In musculoskeletal medicine, AI promises to play a key role in the coming years and decades. Not only will AI assist in interpreting radiological studies such as X-rays and MRIs, it will also assist in remotely monitoring and assisting patients with their therapies. There are already highly-valued companies that use AI to monitor and provide feedback to patients with musculoskeletal issues doing home physical therapy (e.g., Sword, Hinge, etc)
Due to the large number of X-rays that have to be read by radiologists, patients often have to wait hours in the ER before they can be seen, evaluated, and receive treatment. Fracture interpretation errors represent 24% of harmful diagnostic errors in the ER. Inconsistencies in diagnosis of fractures are most common between 5pm and 3am due in part to fatigue.
One of the first musculoskeletal AI systems to be approved by the FDA is Imagen’s Osteodetect. Osteodetect is computer-aided detection and diagnosis software designed to detect wrist fractures in adult patients. The OsteoDetect software is a computer-aided detection and diagnostic software that uses an artificial intelligence algorithm to analyze two-dimensional X-ray images for signs of distal radius fracture, a common type of wrist fracture. The software marks the location of the fracture on the image to aid the provider in detection and diagnosis. It is an adjunct tool and is not intended to replace a clinician’s review of the radiograph or his or her clinical judgment.
Studies demonstrated that the readers’ performance in detecting wrist fractures was improved using the software, including increased sensitivity, specificity, positive and negative predictive values, when aided by OsteoDetect, as compared with their unaided performance according to standard clinical practice.
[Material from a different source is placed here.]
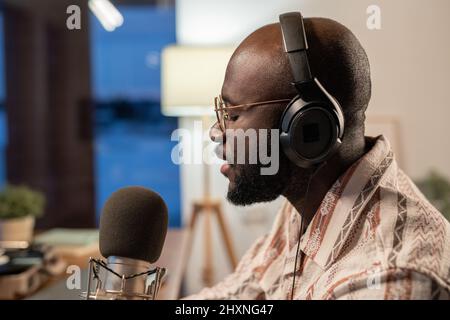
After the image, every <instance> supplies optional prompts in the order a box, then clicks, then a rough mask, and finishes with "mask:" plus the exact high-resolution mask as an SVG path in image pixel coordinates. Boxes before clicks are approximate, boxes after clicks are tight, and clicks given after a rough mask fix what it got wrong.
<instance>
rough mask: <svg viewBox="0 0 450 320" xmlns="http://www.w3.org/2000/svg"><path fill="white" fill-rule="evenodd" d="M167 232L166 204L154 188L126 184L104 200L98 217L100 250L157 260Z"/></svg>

Gleamer AI demonstrated that their algorithm can quickly detect and flag X-rays with positive fractures helping hospitals reduce missed fractures by 29%. In this retrospective diagnostic study, a dataset of 480 X-rays was read by 24 readers who assessed the X-rays with and without AI. To simulate real-life scenario, the study included readers from many disciplines including radiologists, orthopedic surgeons, emergency physicians, physician assistants, rheumatologists, and family physicians, all of whom read X-rays real clinical practice to diagnose fractures in their patients.
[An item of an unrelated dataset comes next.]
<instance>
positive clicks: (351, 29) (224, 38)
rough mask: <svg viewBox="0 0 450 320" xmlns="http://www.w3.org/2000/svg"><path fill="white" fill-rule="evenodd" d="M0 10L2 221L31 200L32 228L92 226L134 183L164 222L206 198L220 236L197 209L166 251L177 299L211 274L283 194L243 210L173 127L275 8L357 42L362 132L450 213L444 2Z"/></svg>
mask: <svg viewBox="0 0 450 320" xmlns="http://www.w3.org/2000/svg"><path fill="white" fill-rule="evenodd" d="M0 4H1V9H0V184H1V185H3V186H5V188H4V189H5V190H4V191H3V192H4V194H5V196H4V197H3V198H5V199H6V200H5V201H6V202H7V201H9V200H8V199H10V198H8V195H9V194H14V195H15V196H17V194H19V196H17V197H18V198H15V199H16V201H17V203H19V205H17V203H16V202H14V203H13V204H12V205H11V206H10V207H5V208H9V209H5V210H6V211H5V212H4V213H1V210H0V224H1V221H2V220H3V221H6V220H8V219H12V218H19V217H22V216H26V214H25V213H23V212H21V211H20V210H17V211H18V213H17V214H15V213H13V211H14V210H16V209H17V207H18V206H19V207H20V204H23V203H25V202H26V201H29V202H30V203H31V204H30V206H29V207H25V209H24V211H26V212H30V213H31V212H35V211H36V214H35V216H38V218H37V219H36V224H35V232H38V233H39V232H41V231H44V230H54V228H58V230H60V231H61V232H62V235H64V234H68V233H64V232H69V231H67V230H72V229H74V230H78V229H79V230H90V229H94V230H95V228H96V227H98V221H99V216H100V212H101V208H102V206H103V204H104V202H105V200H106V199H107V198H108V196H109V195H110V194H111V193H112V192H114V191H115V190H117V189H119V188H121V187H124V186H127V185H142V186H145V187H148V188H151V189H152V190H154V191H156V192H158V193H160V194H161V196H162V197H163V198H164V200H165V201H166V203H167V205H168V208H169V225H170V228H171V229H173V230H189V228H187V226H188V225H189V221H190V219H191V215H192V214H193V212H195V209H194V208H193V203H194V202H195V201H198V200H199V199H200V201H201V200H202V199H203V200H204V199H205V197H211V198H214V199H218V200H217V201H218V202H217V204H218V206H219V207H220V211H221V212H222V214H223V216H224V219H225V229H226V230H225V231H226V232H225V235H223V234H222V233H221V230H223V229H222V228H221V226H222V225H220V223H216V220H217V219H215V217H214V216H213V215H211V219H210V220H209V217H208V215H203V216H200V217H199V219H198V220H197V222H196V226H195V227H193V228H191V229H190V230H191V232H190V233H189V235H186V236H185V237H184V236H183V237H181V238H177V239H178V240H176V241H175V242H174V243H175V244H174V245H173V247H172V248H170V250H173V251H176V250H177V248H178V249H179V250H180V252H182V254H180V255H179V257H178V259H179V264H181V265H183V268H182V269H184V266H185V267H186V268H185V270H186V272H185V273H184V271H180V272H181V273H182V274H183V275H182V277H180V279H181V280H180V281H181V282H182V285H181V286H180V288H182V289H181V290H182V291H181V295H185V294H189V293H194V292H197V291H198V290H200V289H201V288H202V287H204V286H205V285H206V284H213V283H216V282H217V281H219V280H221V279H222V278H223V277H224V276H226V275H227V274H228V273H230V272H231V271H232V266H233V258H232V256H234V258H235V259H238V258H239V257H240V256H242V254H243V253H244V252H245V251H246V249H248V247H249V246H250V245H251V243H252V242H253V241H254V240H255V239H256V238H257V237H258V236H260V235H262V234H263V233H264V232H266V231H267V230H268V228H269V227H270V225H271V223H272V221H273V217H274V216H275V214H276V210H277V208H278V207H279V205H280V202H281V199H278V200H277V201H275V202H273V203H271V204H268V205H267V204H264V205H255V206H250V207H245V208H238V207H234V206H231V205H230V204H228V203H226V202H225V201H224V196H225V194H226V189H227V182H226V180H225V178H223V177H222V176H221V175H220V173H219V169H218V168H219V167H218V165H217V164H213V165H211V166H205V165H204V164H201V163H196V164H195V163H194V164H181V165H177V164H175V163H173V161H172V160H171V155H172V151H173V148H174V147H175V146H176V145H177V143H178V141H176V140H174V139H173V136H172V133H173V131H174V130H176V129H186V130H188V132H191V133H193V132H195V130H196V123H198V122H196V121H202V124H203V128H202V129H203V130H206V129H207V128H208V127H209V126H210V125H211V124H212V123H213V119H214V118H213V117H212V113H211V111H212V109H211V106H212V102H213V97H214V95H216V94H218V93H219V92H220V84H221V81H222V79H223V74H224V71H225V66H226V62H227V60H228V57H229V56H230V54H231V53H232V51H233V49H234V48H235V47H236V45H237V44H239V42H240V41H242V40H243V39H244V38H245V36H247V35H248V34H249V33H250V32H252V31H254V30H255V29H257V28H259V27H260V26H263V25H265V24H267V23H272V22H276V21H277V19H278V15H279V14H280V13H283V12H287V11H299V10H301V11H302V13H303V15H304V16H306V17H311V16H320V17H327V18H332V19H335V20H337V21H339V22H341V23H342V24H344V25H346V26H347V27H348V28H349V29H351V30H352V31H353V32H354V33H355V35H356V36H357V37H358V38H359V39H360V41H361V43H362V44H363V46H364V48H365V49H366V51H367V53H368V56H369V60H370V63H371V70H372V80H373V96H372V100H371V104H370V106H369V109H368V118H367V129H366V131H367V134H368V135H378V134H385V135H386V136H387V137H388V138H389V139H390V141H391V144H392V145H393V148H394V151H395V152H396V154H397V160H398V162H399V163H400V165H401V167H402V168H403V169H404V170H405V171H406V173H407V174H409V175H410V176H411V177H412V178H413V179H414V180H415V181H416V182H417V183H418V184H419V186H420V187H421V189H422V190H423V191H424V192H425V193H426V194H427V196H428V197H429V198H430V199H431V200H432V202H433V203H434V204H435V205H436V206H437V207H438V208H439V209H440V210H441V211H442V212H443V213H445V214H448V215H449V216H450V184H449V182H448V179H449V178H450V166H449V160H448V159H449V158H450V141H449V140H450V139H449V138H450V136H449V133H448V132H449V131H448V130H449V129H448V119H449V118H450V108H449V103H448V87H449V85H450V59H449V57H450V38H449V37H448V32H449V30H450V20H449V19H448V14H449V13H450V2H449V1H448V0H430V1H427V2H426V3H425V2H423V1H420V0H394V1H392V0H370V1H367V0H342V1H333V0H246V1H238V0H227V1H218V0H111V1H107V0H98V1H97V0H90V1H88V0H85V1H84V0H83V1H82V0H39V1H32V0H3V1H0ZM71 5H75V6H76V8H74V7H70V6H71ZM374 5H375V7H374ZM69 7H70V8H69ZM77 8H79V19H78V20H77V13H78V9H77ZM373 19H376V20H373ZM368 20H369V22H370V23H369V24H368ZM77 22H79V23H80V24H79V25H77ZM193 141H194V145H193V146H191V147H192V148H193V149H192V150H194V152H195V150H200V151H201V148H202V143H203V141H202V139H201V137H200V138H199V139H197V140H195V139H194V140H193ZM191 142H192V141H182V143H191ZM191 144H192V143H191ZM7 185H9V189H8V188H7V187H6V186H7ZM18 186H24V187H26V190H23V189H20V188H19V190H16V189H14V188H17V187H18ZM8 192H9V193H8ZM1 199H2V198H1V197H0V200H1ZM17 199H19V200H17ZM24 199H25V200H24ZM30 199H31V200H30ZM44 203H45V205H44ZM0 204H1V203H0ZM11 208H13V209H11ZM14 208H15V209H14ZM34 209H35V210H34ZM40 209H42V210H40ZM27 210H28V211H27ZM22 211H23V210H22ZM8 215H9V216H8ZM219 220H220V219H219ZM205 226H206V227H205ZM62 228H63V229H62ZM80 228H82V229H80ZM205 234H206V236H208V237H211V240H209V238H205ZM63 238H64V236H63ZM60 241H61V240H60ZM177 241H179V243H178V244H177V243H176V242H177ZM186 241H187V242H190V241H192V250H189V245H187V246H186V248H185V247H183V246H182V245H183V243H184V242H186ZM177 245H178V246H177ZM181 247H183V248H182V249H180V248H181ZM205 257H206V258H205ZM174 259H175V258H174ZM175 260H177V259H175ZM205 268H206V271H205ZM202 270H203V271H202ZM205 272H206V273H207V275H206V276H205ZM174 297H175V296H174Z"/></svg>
Each reader’s diagnostic accuracy of fractures, with and without AI assistance, were compared against the gold standard. They also assessed the diagnostic performance of AI alone against the gold standard. The AI model was trained on a large x-ray data set from multiple hospitals to identify limb, pelvis, torso, lumbar spine, and rib cage fractures. The AI increased sensitivity by 16% for exams with 1 fracture and by 30% for exams with more than 1 fracture. The AI algorithm can quickly detect and flag X-rays with positive fractures so that radiologists can prioritize reading them.